Q1 ) From the following cost data :
Selling price per unit Rs. 18 contribution per unit Rs. 6 and fixed cost Rs. 84,000.
1. You are required to calculate:
2. BEP (units and sales)
3. Desired Sales required to earn a profit of Rs. 54,000.
Q2) Dabar india Ltd., delhi has earned a contribution of Rs. 2,00,000 and a net profit of Rs.
1,50,000 on sales of Rs. 8,00,000. Find out the margin of safety.
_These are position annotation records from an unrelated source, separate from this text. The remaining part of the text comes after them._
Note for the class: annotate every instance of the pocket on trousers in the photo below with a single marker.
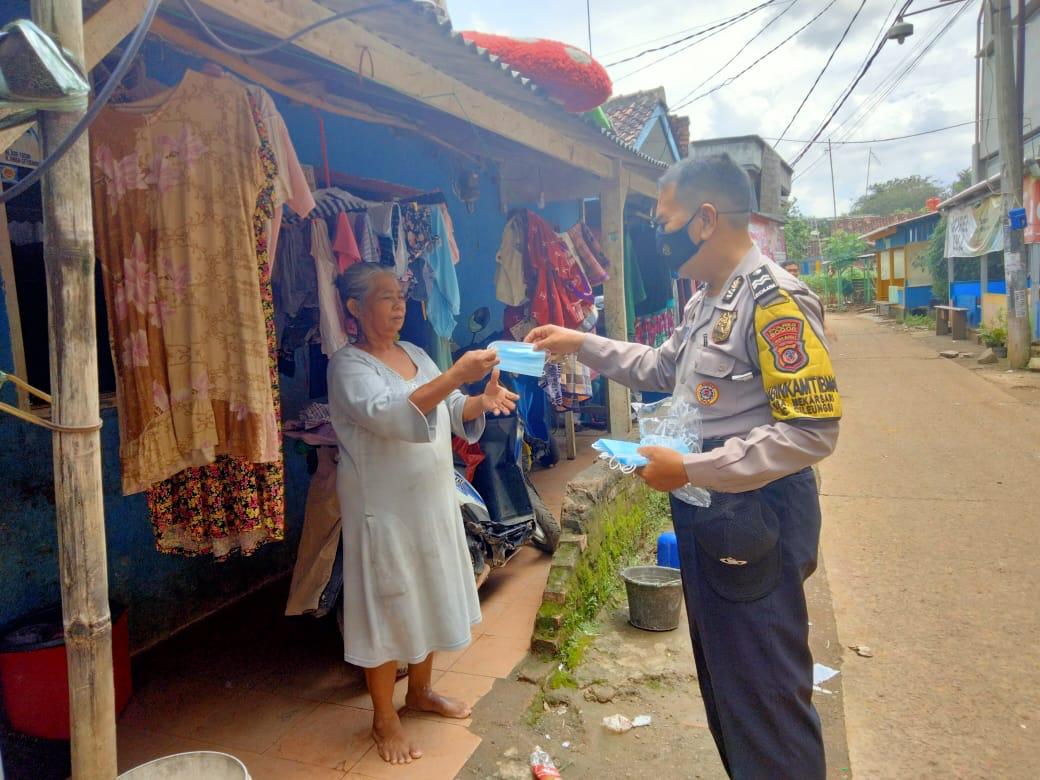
(385, 555)
(738, 545)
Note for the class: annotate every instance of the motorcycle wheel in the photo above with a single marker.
(547, 528)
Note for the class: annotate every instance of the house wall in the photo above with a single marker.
(163, 592)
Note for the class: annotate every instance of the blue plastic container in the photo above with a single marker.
(668, 550)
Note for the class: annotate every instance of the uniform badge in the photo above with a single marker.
(734, 287)
(723, 327)
(707, 393)
(786, 343)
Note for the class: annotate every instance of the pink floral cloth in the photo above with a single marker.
(176, 181)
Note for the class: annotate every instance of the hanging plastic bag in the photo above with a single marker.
(36, 74)
(674, 423)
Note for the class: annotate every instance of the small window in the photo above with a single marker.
(25, 226)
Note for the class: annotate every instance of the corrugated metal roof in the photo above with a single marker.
(418, 27)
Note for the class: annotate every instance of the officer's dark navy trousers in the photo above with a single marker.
(753, 659)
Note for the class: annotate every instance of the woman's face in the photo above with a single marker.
(382, 313)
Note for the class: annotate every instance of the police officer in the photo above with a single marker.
(751, 354)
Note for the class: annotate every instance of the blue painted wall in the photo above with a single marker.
(165, 592)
Q3) Compute margin of safety of surya Ltd., from the information given below:
Selling price : Rs. 8 per unit
Variable cost : Rs. 5 per unit
Fixed cost : Rs. 45,000
Sales (current) : 25, 000 units
Q4) From the following particulars
Variable cost per unit : Rs. 15
Fixed expenses : Rs 53,000 p.a.
Selling price per unit : Rs. 20
find out the
1. break-even point and
2. the selling price per unit if the break even point is reduced to 6,000 units.
Q5) From the following data :
1. Selling price per unit : Rs. 20
2. Trade discount : 10%
3. Direct material : Rs. 6.00
4. Direct labour cost per unit : 4.00
5. Fixed overheads : Rs. 20,000
6. Variable overheads are 100% on direct labour cost
Calculate :
Break-even point
If sales are 10% and 15% above the break even volume, determine the net profits.
Q6) Form the following particulars calculate
1) Contribution per unit
2) p/v ratio
3) BEP (units and rupees)
4) What will be the selling price per unit if BEP is brought down to 25,000 units?
Fixed expenses Rs. 1,50,000.
Selling price per unit Rs. 15
Variable cost per unit Rs. 10.
Q7)Find out the selling price per unit if BEP is to be brought down to 9,000 units
Marginal cost per unit Rs. 75
Fixed cost 2,70,000
Market price per unit 100
Q8) Find out the actual sales form the following information
Fixed cost = Rs. 8,000
Profit = Rs. 2,000
BEP (sales) = Rs. 40,000
Q9 ) Following cost details are made available by Indian plastic Ltd., Indapur for the month July,
2023.
Prime cost labour per unit 3.50
Fixed overheads Rs. 20,000
Value of turnover per unit Rs. 20
Productive wages- outstanding per unit Rs. 0.50
Basic material cost per unit
Variable overheads 100% of direct labour cost
You are required to calculate-
Breakeven point sales value
Net profit, if sales are 10% and 15% above the break even volume
Q10) Bakaroo india Ltd., Badalapur provides the following cost data relating to one unit of output
Productive materials Rs. 50
Variable works overheads: 75% of prime cost labour
Direct labour Rs. 80
Yearly fixed establishment overheads Rs. 2, 40,000
Market price Rs. 230
You are required to calculate:
1) The number of units to be produced and sold in a year to break even.
2) The number of units to be manufactured and sold in a year to make a profit of Rs.
80,000.
3) The number of units to be produced and sold break even if the selling price is
reduced by Rs. 16 each.
Q11) The Burma-shell Ltd., has submitted the following data:
Selling price per unit Rs. 20
Variable cost per unit Rs.16
Total fixed cost Rs. 20,000
Calculate BEP (units). Also calculate the effect on BEP (units) if
1) Selling price is increased by Rs. 1
2) Variable cost is decreased by Rs. 1
3) Fixed cost is in increased by Rs. 5,000
4) Fixed cost is decreased by Rs. 5,000
Q12) Birla Ltd., Baroda has prepared the following budget estimated for the
year 2023-24
Sales Rs. 34,000
Fixed cost Rs. 1,50,000
Sales value Rs. 6
You are required to calculate
P/V ratio, BEP (sales) and Margin of safety
Also Calculate with the effect of the following:
1) Decrease of 10% in selling price
2) Increase of 10% in variable cost.